Rösti Albert · Bundesrat · 2025-09-16
Rösti Albert · Bundesrat · Bern · 2025-09-16
Wortprotokoll
Was die Schwierigkeiten mit der Rückverlagerung des Güterverkehrs anbelangt, teilen wir die Analyse des Interpellanten, Josef Dittli, und der Interpellantin, Heidi Z'graggen, absolut. Wir teilen auch die von Herrn Burkart geäusserten Sorgen. Diese Sorgen sind tatsächlich vor allem durch die Zulaufstrecke in Deutschland begründet, wo wir es mit Sanierungen und Unterbrüchen zu tun haben. Entsprechend kommt es zu Verspätungen, was Gift für den Gütertransport ist. Das ist die Hauptursache für die Rückverlagerung. Wie mehrfach angetönt wurde, kann ich Ihnen gerne bestätigen, dass es dieses Jahr einen Verlagerungsbericht geben wird. Wir umschreiben darin den Stand der verschiedenen Massnahmen und schlagen ein mögliches weiteres Vorgehen vor. Das können wir dann im Detail diskutieren.
Grundsätzlich ist vorgesehen, dass wir aus dem Kredit für die rollende Landstrasse (Rola) mindestens einen Teil nutzen, um den unbegleiteten kombinierten Verkehr (UKV) besser zu unterstützen. Vorgesehen ist ein Beitrag von 25 Franken pro Sendung. Die Unterstützung für den UKV möchten wir nur sehr marginal senken bzw. mehr oder weniger stabil lassen, sodass wir das Gesetz gerade einhalten. Die Beiträge möchten wir konstant halten. Beim Verlagerungsbericht werden wir diskutieren müssen, ob wir die Beiträge nach 2030 weiterführen wollen oder nicht, damit es nicht zu einer Reduktion der Unterstützung und damit zu einer zusätzlichen Rückverlagerung kommt. Das ist eine konkrete Massnahme. Die Schliessung der Rola auf Ende dieses Jahres hat mit den Unpünktlichkeiten zu tun, die Rola war nicht mehr rentabel. Den Beschluss fasste die entsprechende Firma, nicht der Bundesrat.

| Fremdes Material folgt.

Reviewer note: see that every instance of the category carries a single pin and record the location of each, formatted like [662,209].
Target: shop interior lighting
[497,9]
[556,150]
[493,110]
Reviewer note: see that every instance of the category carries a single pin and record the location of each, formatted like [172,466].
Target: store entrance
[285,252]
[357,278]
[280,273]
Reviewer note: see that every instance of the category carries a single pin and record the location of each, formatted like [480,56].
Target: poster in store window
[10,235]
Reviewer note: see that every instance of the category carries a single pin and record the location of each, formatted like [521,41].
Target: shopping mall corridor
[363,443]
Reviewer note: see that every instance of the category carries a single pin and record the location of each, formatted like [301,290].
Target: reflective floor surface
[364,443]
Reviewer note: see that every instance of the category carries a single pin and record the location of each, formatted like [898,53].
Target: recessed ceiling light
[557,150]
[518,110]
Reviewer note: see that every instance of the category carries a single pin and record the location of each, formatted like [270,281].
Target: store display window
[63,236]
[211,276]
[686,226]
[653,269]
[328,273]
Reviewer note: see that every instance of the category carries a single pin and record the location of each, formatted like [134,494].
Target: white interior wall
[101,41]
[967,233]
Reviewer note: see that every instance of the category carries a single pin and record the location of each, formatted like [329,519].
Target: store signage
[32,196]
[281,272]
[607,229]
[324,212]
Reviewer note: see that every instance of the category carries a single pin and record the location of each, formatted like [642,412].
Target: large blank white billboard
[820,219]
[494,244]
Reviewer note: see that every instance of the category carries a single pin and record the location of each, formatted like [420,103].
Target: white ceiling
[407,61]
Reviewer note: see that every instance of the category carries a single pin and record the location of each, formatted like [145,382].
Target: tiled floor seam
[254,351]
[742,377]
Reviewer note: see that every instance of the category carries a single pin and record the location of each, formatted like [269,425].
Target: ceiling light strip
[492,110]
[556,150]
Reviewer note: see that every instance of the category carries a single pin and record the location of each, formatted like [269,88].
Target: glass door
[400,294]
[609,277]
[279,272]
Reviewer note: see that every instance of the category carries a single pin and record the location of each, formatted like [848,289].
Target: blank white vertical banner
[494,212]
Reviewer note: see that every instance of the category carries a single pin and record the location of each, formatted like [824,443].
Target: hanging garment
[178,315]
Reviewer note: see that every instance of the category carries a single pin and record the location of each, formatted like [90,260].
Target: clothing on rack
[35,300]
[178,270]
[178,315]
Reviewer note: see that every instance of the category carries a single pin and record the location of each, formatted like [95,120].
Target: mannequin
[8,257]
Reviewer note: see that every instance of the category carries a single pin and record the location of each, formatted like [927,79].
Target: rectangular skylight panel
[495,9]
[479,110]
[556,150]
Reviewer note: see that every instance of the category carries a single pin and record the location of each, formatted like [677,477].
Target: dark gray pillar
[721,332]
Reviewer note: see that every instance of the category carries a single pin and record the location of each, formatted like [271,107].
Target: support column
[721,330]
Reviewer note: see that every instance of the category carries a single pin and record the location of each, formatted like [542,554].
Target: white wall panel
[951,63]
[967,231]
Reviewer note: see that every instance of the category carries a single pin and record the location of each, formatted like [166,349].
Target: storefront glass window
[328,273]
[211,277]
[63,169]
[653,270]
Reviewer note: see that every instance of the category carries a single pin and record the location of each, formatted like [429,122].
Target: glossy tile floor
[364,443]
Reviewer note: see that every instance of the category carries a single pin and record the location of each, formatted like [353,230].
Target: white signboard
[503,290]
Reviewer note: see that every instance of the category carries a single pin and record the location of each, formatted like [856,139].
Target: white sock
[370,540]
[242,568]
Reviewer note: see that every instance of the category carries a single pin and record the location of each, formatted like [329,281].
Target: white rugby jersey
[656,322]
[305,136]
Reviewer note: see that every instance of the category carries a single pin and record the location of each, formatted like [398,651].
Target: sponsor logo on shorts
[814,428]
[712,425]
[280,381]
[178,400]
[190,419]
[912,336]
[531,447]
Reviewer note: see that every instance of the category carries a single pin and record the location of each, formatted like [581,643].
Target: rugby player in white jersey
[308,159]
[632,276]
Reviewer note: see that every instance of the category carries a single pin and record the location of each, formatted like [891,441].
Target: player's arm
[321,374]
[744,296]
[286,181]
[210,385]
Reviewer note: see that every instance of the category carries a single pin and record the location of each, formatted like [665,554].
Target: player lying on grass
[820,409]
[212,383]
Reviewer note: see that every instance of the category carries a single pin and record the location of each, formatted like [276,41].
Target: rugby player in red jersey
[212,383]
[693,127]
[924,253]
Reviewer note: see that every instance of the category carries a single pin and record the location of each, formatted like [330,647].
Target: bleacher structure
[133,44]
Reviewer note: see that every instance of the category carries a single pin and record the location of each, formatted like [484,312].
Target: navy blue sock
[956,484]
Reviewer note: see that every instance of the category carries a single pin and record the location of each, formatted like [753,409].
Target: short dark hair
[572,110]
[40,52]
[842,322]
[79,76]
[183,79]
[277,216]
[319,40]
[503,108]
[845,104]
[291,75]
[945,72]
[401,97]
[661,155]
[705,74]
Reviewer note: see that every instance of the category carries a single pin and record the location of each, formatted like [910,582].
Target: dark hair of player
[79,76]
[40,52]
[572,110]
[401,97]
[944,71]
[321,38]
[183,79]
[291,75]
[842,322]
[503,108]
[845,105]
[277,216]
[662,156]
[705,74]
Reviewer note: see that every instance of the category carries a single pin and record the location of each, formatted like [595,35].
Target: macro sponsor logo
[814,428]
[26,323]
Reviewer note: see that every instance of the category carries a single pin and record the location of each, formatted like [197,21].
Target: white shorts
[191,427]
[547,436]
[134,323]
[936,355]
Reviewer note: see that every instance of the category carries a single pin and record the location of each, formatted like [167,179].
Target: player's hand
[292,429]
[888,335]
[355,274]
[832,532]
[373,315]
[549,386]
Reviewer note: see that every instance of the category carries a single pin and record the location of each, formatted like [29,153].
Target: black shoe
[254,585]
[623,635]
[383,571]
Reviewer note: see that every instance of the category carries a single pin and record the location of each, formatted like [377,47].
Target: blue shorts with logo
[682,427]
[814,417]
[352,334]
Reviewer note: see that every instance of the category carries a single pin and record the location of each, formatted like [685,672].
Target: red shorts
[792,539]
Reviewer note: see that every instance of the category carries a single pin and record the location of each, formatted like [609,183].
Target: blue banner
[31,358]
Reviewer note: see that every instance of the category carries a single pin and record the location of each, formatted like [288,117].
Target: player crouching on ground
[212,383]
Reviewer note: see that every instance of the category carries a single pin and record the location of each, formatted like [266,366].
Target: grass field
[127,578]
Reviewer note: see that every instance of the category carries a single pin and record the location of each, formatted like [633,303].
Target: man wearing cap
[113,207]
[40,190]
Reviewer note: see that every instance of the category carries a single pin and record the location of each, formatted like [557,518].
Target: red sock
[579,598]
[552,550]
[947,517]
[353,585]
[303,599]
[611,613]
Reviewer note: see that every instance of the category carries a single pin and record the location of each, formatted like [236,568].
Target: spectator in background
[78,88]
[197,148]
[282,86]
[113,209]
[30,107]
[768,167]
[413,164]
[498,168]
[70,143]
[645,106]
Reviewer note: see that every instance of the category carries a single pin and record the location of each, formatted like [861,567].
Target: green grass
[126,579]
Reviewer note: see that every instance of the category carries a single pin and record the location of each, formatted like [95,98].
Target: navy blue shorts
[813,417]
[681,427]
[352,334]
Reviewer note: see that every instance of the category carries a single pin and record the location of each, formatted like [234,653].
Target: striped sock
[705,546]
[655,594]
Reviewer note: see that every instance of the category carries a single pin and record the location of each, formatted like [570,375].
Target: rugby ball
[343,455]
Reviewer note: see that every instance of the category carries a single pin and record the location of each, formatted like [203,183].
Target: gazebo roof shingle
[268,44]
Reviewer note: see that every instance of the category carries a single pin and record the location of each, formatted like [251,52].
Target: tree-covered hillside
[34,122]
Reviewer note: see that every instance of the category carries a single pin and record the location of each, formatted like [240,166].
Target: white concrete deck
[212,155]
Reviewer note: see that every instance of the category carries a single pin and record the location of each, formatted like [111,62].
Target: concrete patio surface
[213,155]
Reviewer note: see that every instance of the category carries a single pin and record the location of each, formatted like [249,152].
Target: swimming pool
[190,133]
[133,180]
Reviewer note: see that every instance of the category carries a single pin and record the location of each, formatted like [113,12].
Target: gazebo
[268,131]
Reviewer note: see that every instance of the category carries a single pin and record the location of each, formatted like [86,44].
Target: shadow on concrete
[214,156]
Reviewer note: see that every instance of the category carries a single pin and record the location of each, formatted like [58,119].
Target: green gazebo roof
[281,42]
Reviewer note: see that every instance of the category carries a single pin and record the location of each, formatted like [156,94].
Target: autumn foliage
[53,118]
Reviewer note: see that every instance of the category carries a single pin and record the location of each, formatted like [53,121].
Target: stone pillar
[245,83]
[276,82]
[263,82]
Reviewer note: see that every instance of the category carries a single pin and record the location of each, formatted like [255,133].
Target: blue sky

Es wurde gesagt, die Hauptursache liege bei den Zulaufstrecken, nicht unbedingt bei der Rola. Diese macht aber auch einen Teil aus. In der Antwort auf die Interpellation steht: Sollten alle heute mit der Rola transportierten Fahrzeuge zukünftig auf der A2 verkehren, bedeutete dies eine Zunahme aller Fahrzeugfahrten um rund 0,85 Prozent. Die Schliessung der Rola wird letztlich keine sehr massiven Auswirkungen haben, aber das Problem macht uns generell Sorgen.
Ich kann Ihnen versichern, dass das Bundesamt für Verkehr und meine Wenigkeit in engem Austausch mit den zuständigen Verkehrsministerien in Frankreich, Belgien, Deutschland und Italien stehen und die Situation monieren. Ich werde diesen Herbst den neuen deutschen Verkehrsminister treffen und mit dem Verkehrsminister aus Italien zusammenkommen, damit wir hier weiterkommen. Absichtserklärungen konnten mit Frankreich und Italien unterzeichnet werden. Ich hoffe, dass wir in diesem Bereich weiterkommen.
Wir müssen uns aber bewusst sein: Bis die Strecken saniert sind bzw. bis die linksrheinische Strecke auf Güterverkehr umgestellt und der Ausbau der Bahntunnels in den Vogesen abgeschlossen ist, dauert es Jahre. Aber wir müssen jetzt beginnen und wirklich den Schwerpunkt setzen, und das wollen wir. Die Ausgangslage ist klar. Die Sorgen sind relativ gross. Die Lösungen brauchen hier leider Zeit, weil es letztlich um Entscheide der Nachbarländer geht.